'Chipping' your car may have unwanted side effects, advises Jack Biddle
My ears pricked up when I overheard a group of motor vehicle enthusiasts talking about the benefits of having an engine’s electronic computer control unit “chipped” to improve engine performance. Apparently one owned a turbocharged diesel-powered vehicle that he felt lacked top-end performance.
The vehicle was not long out of its new-vehicle warranty and so free of any distributor warranty restrictions, which the owner felt made it an ideal candidate for performance enhancement.
I wasn’t as convinced and wondered if the risks of this modification had been worked through. The vehicle was basically a mass-produced motor vehicle designed for more day-to-day tasks rather than anything that required top-end performance.
If anything, its initial claim to fame was centred more around price than performance — another reason to raise my eyebrows.
“Chipping” is a fancy word for tampering with a manufacturer’s pre-set programme in the computer. Research and development teams ensure mechanical components are not overly stressed and not on the limit of their capabilities for even the shortest time.

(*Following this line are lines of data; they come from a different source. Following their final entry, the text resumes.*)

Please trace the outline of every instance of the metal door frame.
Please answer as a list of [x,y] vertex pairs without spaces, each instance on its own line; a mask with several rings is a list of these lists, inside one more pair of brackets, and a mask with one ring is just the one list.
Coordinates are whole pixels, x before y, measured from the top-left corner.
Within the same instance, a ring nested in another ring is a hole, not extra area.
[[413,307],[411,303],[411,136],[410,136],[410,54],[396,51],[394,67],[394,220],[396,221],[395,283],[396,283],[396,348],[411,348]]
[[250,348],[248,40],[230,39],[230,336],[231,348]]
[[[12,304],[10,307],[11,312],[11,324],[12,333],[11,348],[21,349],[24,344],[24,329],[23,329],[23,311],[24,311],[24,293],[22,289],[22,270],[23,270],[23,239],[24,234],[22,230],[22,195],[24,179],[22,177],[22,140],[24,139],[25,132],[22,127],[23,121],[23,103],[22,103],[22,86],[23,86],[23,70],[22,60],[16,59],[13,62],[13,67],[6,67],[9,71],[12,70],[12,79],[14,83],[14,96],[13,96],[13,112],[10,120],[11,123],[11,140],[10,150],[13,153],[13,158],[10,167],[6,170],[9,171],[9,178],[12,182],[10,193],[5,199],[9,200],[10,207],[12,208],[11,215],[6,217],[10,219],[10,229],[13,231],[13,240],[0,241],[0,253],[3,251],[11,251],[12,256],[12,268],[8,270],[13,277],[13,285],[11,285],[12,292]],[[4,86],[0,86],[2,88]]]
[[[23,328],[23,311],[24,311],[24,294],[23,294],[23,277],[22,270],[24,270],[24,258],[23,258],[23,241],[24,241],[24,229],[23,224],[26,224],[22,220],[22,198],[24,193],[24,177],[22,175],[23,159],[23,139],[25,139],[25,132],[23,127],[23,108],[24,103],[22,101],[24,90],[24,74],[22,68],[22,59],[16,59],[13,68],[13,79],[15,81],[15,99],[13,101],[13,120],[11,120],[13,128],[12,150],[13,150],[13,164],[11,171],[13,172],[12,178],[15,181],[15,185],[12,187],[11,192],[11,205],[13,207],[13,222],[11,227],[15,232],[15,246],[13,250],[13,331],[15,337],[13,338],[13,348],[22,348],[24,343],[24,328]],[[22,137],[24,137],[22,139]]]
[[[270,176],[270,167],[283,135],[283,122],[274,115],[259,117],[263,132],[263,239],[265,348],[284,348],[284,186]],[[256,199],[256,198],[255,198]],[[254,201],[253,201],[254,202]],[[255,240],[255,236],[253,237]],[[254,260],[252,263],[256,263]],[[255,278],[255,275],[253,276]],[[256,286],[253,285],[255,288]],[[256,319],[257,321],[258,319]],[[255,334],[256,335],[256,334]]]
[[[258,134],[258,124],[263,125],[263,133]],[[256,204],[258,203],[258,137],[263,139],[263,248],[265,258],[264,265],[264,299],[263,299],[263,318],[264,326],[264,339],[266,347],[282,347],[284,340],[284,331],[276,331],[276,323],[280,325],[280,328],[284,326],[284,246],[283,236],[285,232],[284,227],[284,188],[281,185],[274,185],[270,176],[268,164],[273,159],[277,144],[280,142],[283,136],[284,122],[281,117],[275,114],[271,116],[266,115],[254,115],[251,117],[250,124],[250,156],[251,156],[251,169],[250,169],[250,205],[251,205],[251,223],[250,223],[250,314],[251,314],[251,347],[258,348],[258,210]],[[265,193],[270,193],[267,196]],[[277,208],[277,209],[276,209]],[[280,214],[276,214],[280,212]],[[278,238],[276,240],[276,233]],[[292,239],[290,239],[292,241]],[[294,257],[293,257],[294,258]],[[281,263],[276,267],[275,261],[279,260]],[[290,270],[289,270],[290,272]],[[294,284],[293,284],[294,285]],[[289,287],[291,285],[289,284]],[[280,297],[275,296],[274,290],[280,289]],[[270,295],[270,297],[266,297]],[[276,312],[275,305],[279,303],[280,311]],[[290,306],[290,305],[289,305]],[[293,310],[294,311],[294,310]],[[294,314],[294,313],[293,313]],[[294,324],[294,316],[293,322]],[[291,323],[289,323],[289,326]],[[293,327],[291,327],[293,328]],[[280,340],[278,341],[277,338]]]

Priority is also placed on smooth performance in urban and highway driving conditions while meeting consumer expectation of reasonably good fuel consumption.
The other pressure on manufacturers is to meet independent, strict and non-negotiable global tailpipe emission standards for a particular market.
Manufacturers spend millions of R&D dollars to deliver the best all-round package in the hope a vehicle will deliver long-term reliability. The key word is compromise however: getting that balance just right. The risk owners take when they step outside the standard factory computer settings is the potential benefits in one area of performance being at the detriment of the opposite end of the performance scale.
Endeavouring to increase top-end power output, for example, can not only place unwanted stress on the engine, transmission and components such as turbochargers, it is highly likely to increase overall fuel consumption. Owners may also experience rough running when that top-end power is not required.
With the introduction of electronics in mass-produced engines in recent times, the opportunity has been taken to change an engine’s characteristics under certain conditions.
Sensors are constantly monitoring conditions such as speed, throttle position, engine revs and temperature as well as gear selection. Subtle changes are continuously being made to ensure the best overall performance is achieved.
There’s no doubt top-end performance can be enhanced by tweaking the electronic computer unit and those who specialise in carrying out these modifications are very clever. But they are often focused on one end of the performance ladder and I’m sure they would be the first to acknowledge there may be downsides.
And owners shouldn’t expect the same mechanical warranties when such modifications are carried out.The manufacturer usually knows best what their engines are capable of and how far modifications should or can go.